Because we are all assumingly familiar with the story of the conception and birth of Jesus and likewise Mary, I won’t go too far in-depth story wise. What really strikes me about this chosen one story is all the cultural and historical context that it has layered beneath it. Because the Bible is such a factual based narrative, we never get the emotion of these humans feeling human emotions. We never get to see the relationships build or characters develop. It’s all based on events, one after the other. So, what we do is we look at the cultural context and historical context to try and understand what these characters might have been thinking or feeling as all these wild and crazy things happen to them.
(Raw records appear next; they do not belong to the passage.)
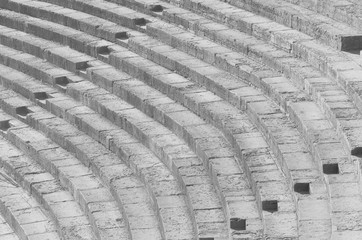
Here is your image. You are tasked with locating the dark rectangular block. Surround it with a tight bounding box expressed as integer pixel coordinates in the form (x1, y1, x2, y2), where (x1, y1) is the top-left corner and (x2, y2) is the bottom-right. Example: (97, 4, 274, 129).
(340, 35, 362, 51)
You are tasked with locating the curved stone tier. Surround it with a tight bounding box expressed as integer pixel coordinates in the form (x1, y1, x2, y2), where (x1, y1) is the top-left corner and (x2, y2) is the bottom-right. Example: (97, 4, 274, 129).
(0, 0, 362, 239)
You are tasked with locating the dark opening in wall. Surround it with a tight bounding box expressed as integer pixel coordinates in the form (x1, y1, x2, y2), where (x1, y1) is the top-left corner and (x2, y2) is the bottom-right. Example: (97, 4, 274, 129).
(98, 46, 112, 61)
(135, 18, 148, 26)
(323, 163, 339, 174)
(16, 106, 32, 117)
(150, 5, 164, 12)
(55, 76, 70, 87)
(76, 62, 90, 77)
(294, 183, 310, 194)
(0, 120, 11, 132)
(230, 218, 246, 230)
(34, 92, 49, 101)
(98, 46, 111, 55)
(262, 200, 278, 213)
(340, 35, 362, 52)
(351, 147, 362, 157)
(76, 62, 90, 71)
(115, 32, 129, 40)
(199, 238, 214, 240)
(55, 76, 70, 92)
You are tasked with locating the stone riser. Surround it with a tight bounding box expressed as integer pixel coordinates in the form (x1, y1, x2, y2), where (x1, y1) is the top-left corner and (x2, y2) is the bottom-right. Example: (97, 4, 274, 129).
(0, 0, 362, 239)
(0, 16, 266, 238)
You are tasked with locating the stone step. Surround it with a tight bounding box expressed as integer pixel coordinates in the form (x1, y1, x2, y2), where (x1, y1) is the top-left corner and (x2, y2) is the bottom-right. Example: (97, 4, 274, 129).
(0, 213, 21, 240)
(0, 57, 227, 240)
(0, 81, 166, 239)
(100, 0, 362, 51)
(288, 101, 362, 235)
(117, 10, 362, 184)
(224, 0, 362, 51)
(0, 7, 137, 64)
(62, 82, 229, 238)
(38, 0, 362, 166)
(207, 2, 362, 122)
(0, 56, 238, 238)
(0, 100, 130, 240)
(0, 7, 346, 238)
(106, 45, 300, 238)
(1, 0, 362, 238)
(1, 124, 126, 239)
(0, 57, 260, 239)
(46, 2, 340, 238)
(8, 12, 342, 236)
(114, 0, 314, 98)
(0, 162, 63, 240)
(281, 0, 362, 34)
(27, 0, 157, 33)
(104, 3, 362, 178)
(0, 68, 197, 239)
(141, 22, 303, 107)
(74, 66, 293, 238)
(2, 0, 362, 237)
(104, 29, 330, 240)
(7, 0, 362, 160)
(0, 2, 350, 135)
(0, 3, 137, 47)
(0, 0, 321, 115)
(22, 113, 164, 240)
(0, 21, 264, 238)
(0, 14, 229, 236)
(93, 0, 362, 126)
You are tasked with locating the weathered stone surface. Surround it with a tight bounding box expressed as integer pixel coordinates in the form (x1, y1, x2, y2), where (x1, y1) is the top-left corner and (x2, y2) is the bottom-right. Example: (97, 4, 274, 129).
(0, 0, 362, 239)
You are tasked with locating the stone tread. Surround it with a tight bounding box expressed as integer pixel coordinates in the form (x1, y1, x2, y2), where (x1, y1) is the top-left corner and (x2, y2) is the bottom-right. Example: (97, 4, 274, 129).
(96, 0, 361, 51)
(0, 14, 230, 236)
(5, 0, 362, 127)
(0, 66, 196, 239)
(289, 101, 362, 235)
(0, 1, 312, 118)
(0, 19, 265, 238)
(0, 135, 108, 240)
(0, 214, 20, 240)
(0, 18, 228, 237)
(38, 1, 358, 238)
(61, 11, 328, 240)
(115, 0, 362, 161)
(110, 35, 301, 239)
(79, 57, 294, 238)
(1, 0, 362, 239)
(0, 67, 160, 240)
(0, 85, 172, 239)
(281, 0, 362, 32)
(220, 0, 362, 50)
(189, 0, 362, 128)
(112, 0, 362, 138)
(104, 0, 362, 173)
(0, 115, 131, 240)
(0, 6, 340, 239)
(0, 51, 227, 240)
(20, 0, 158, 33)
(0, 111, 160, 240)
(0, 168, 62, 240)
(0, 0, 142, 45)
(1, 0, 306, 110)
(116, 0, 362, 161)
(0, 0, 295, 212)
So, Mary is chosen by God, and she has nowhere to run and nowhere to hide, she can’t escape or say no. It’s this giant task that is asked of her. Her social status will be destroyed along with her and her husband’s reputations and there isn’t a thing she could do to stop it. She at first is in disbelief that she is the one chosen and that such a thing could even happen, a child born without intercourse. But eventually she accepts the situation and deals with the fall out gracefully. Which says a lot about her as a character. I mean, she does everything right, she is a virgin and marries the man picked out by her father and does so when the time is right. She is faithful and is a believer. And she deals with this situation thrown onto her. Childbirth, as we all know is not a light matter. It’s dangerous at this time and the only thing she can do is hope and pray that she survives.
And then there is the matter with how Joseph reacts to the news of Mary being pregnant. He was going to divorce her. He didn’t believe her when she told him that she was not unfaithful to him but was impregnated by an angel of the lord in a dream. He was going to divorce her quietly, to keep his status and reputation, so that he could walk about the town without shame and humiliation. The angel Gabriel had to tell Joseph himself that what Mary had told him was true and that he needed to stay with her. And so, he did.
You can imagine this might create some tension between a couple, the lack of trust. But they make it through the pregnancy and Mary delivers the Son of God, Jesus to the world. And she loves her son with everything that she is.
This story, like the others, is about sacrifice. How much Mary and Joseph, and mostly Mary, sacrifices to deliver Jesus (one of the most important characters in the Bible) to the world. And then to have him sacrificed, while she watches. It’s about the give and take. And all for a purpose greater than she. Greater than she might ever come to understand. She is this piece of a larger puzzle, and her role is fleeting. Yet how much she gives to be a part of it: it’s a beautiful story of love.
All these stories are a product of love. Ellie’s love for those she meets along her journey, Joel’s love for Ellie, Dani’s love for Miles and Flora, Dani’s love for Jamie, Mary’s love for God, and Mary’s love for Jesus. It’s all worth it in the end to say, “I did it for them.” It’s a grand show of their love and while it is tragic in most cases, it is beautiful.